Pope Francis is dealing with a Rats in the Ranks-style mutiny aboard the good ship Vatican. The right faction, led in this case by Australia's penny-counting Cardinal George Pell, is rebelling against a perceived shift to the liberal left during a three-week meeting of theologians in Rome.

The Synod of Bishops, which is to determine the church's policy and rhetoric on familial matters, is particularly vexed about whether to grant Communion to divorced Catholics who have remarried.

Punishing divorcees might be considered something of a breach of taste in some circles, but for conservative Catholics it is an article of faith. And like a disgruntled backbench, the cardinals weren't content to sit around and watch history pass them by. So they reached for the oldest trick in the book – a polite but firm ultimatum to their leader, duly leaked to the media.

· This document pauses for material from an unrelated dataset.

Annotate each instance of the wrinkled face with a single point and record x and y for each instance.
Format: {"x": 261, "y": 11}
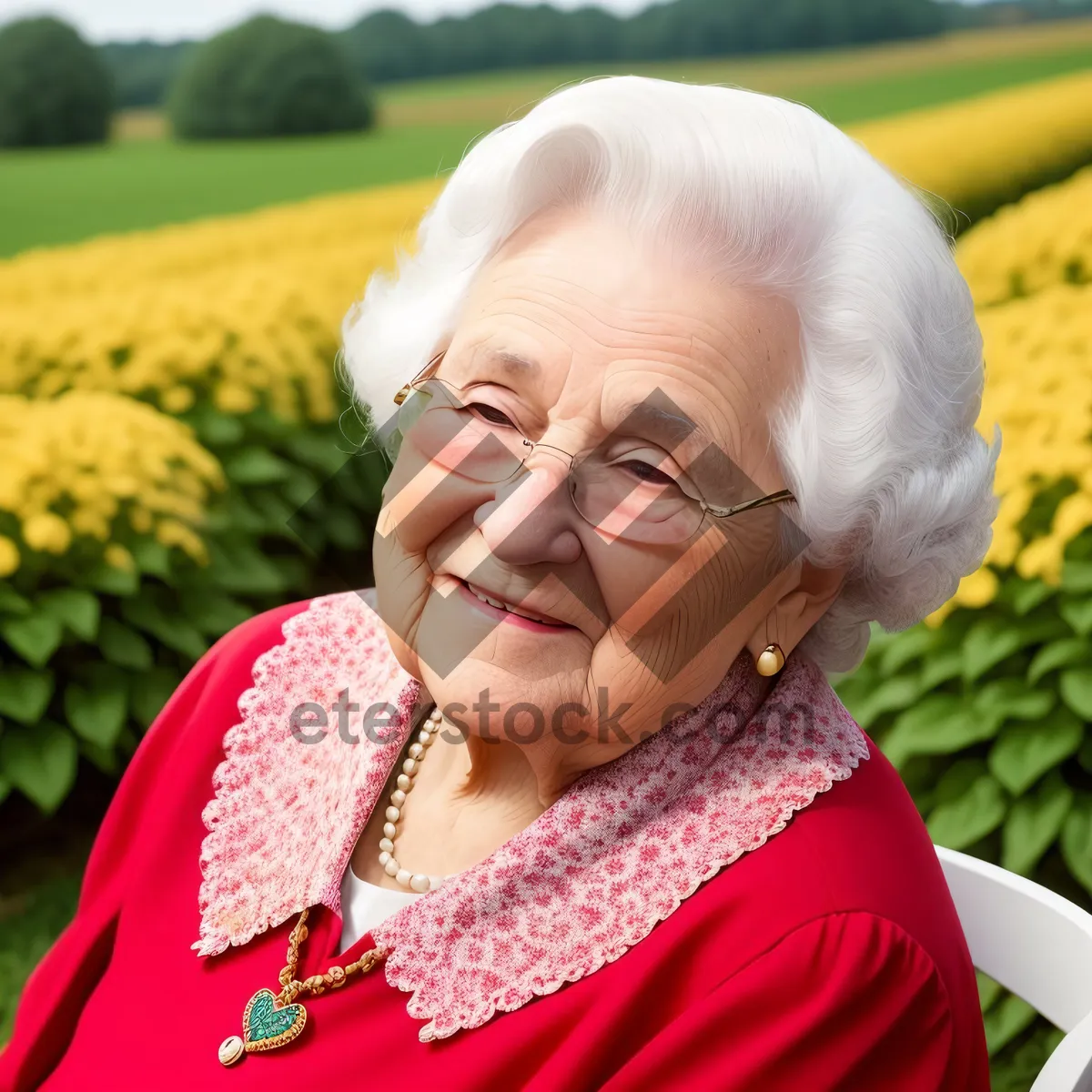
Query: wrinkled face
{"x": 640, "y": 382}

Veteran Vatican-watcher Sandro Magister reported that 13 cardinals had signed the letter to Pope Francis, including Pell, who delivered it. A version of the text, which may not have been the final composition, was published by the Italian magazine L'espresso, revealing that the disaffected group felt the synod lacked "openness and genuine collegiality".

"A number of fathers feel the new process seems designed to facilitate predetermined results on important disputed questions," they wrote. The fathers did not fail to note the "collapse of liberal Protestant churches" that had jettisoned too many hard-core Christian beliefs.

Previous synods had been fairly predictable affairs, in which the prelates – dominated by conservatives – rubber-stamped the teachings of yesteryear. Francis, an Argentinian who briefly worked as a nightclub bouncer in his youth, is generally regarded as a more liberal Pope, and promised this synod would allow for bold and open debate.

But the Catholic Church is "not an organisation that can turn on a dime and change overnight", as Thomas Reese, author of Inside The Vatican, told the ABC with a degree of understatement. Indeed, Polish priest Krzysztof Charamsa? found that out the hard way when he was booted from a senior role at the Vatican after revealing he was gay and had a male partner.

It hasn't been a great month for the church, all in all. The mayor of Rome, Ignazio Marino, resigned following an expenses scandal and ongoing concern about his competence in running the city. He also took a beating for accompanying the Pope – uninvited – on a recent trip to the US. "He professes to be a Catholic and he came spontaneously," Francis told reporters. Ouch.

The series of events seemed to culminate in the Pope issuing a broad apology at his weekly address on Wednesday. "I would like to ask for forgiveness in the name of the church for the scandals that have happened in this last period, both in Rome and at the Vatican," he told his audience, but did not get into specifics.

Where Pell and company go from here is anybody's guess. A leadership challenge seems out of the question. And with only 13 signatures from about 270 delegates, it would appear the numbers aren't quite there for a wider insurgency. The synod is due to conclude on October 25.